About the time that the mothers are saying good-by to their children in the nursery, the newspaper office inside the plant begins to bustle with activity. Six thousand copies of Moscow daily papers and 8,500 copies of the four-page daily of the plant, Overtake and Surpass, must be delivered by eight or nine o’clock to subscribers in various shops. The plant newspaper is full of the daily life of the 35,000 workers. It organizes campaigns for production, for quality, for good housing, co-operative stores, clubs, schools, day nurseries; it contains complaints by workers about all these facilities; it is the organ through which these thousands of workers communicate with each other.

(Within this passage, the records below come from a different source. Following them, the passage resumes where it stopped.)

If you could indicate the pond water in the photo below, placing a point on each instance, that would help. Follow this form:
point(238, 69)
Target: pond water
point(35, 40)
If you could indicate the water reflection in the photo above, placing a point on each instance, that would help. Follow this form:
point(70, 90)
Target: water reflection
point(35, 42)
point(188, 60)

In the midst of the great shops of the auto works, a small green square contains both the central dining room and the central polyclinic. The latter is maintained by the Moscow Board of Health, but its connection with the factory collective is very intimate. The health record of every worker is kept on file in a smaller dispensary in the shop where a doctor, medical assistant and statistician are constantly on hand for first aid and general care of this particular group of workers. For all special services the worker goes to the central polyclinic where a medical personnel of 300 includes specialists in all diseases. One interesting feature of this polyclinic is its direct connection with the diet kitchen of the factory which immediately gives the workers without extra charge the particular diet which the doctor prescribes.

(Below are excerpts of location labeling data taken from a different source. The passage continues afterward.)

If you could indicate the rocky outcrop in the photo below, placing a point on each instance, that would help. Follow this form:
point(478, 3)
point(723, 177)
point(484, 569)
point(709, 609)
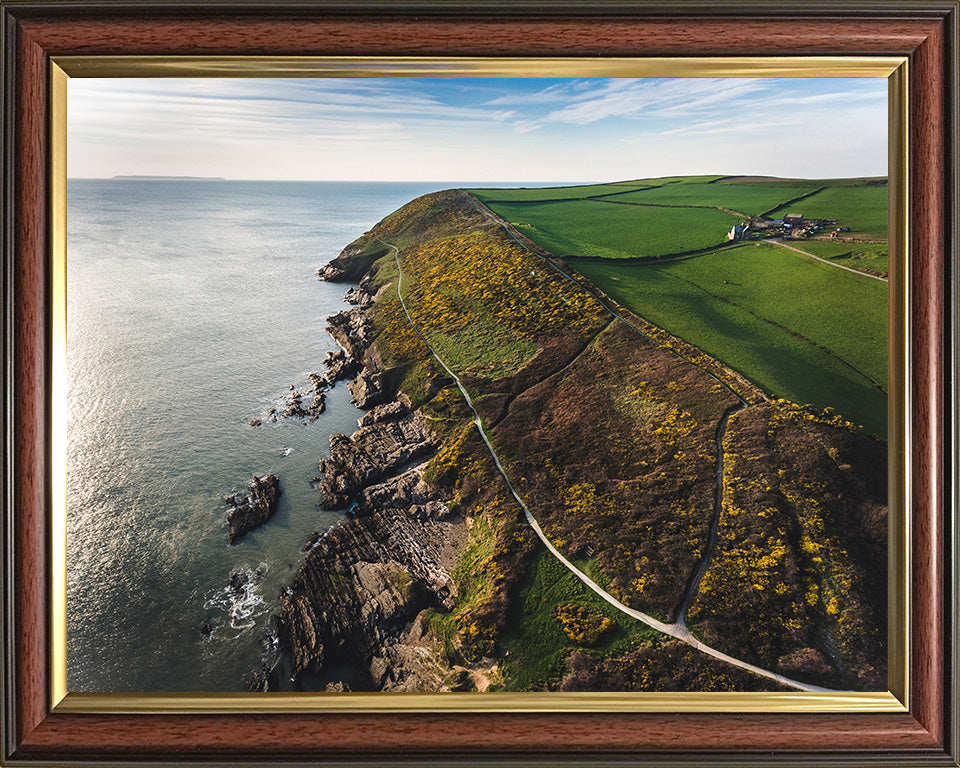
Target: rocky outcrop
point(353, 261)
point(366, 389)
point(353, 331)
point(406, 491)
point(361, 585)
point(253, 510)
point(339, 366)
point(374, 452)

It is no sentimental glorification of manual labor which causes the grouping of Soviet institutions around the factory. It derives naturally from the unity of man as owner, creator and user, which under socialism replaces the capitalist division of men into bosses, hands, and buyers of goods. Even under capitalism men feel a deep human joy in creation and mastery, a mastery which may be widened and deepened by the machine. But capitalism poisons this joy at its source. A crane man in Seattle once told me that when he sat aloft picking up great loads with power and deftness, he felt “like one of those Greek giants or ancient gods.” Then he suddenly realized that he had no claim to that crane, but might face any morning, at the owner’s whim, the sign: “Closed down,” and he felt himself degraded from a god to a slave.

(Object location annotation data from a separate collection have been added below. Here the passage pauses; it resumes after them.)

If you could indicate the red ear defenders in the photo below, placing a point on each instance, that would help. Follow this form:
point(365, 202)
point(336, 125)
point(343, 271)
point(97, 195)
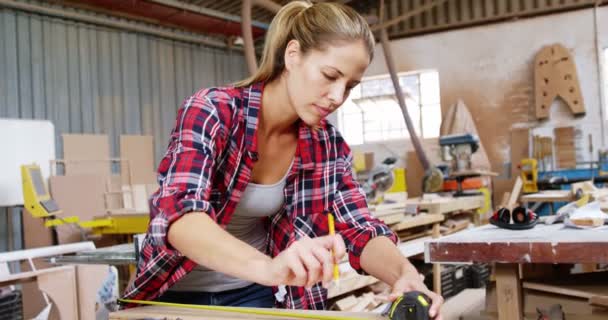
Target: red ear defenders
point(523, 218)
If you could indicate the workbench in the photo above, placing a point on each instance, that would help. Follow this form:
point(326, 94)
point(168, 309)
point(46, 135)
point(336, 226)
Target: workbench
point(171, 313)
point(551, 244)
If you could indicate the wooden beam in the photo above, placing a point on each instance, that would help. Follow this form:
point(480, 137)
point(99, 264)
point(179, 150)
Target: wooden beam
point(436, 266)
point(509, 293)
point(407, 15)
point(268, 5)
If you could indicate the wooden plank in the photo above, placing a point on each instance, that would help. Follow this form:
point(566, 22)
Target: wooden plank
point(86, 154)
point(509, 294)
point(447, 205)
point(436, 266)
point(514, 196)
point(417, 221)
point(139, 152)
point(520, 148)
point(171, 313)
point(541, 244)
point(77, 195)
point(564, 147)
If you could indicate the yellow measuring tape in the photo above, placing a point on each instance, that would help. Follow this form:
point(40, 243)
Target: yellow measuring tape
point(256, 311)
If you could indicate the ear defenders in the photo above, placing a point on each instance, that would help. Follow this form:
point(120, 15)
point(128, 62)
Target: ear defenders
point(523, 218)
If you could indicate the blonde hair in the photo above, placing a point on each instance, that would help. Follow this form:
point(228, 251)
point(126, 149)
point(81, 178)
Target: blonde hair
point(314, 26)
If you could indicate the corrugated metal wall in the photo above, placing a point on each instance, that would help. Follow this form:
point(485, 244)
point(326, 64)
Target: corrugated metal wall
point(90, 79)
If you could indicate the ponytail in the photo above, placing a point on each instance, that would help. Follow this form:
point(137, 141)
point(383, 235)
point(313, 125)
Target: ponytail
point(314, 27)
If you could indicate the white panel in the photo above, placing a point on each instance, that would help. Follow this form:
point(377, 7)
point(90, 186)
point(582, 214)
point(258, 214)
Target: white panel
point(23, 142)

Under capitalism the association of men in production is made hateful by a clash of interests; they seek their real life elsewhere, building it from disjointed fragments. Under socialism this association is strengthened by a thousand ties of mutual interest and becomes the solid foundation on which the whole structure of political and social life is frankly and realistically built. Life becomes unified; from worker to manager, to scientist, to artist there is at no point a break. A worker studies and becomes an engineer; he is active in the factory committee on inventions, and becomes a scientist; he shows talent in the dramatic circle and becomes an actor; he devotes himself to social work and rises in the government. Any of these interests may become professional and take him out of the factory into a wider or more specialized life. But the factory remains the social home from which he launched into life, and to which he often returns, either actually or emotionally.

Footnotes

1.  See Chap. 6 for an example of this.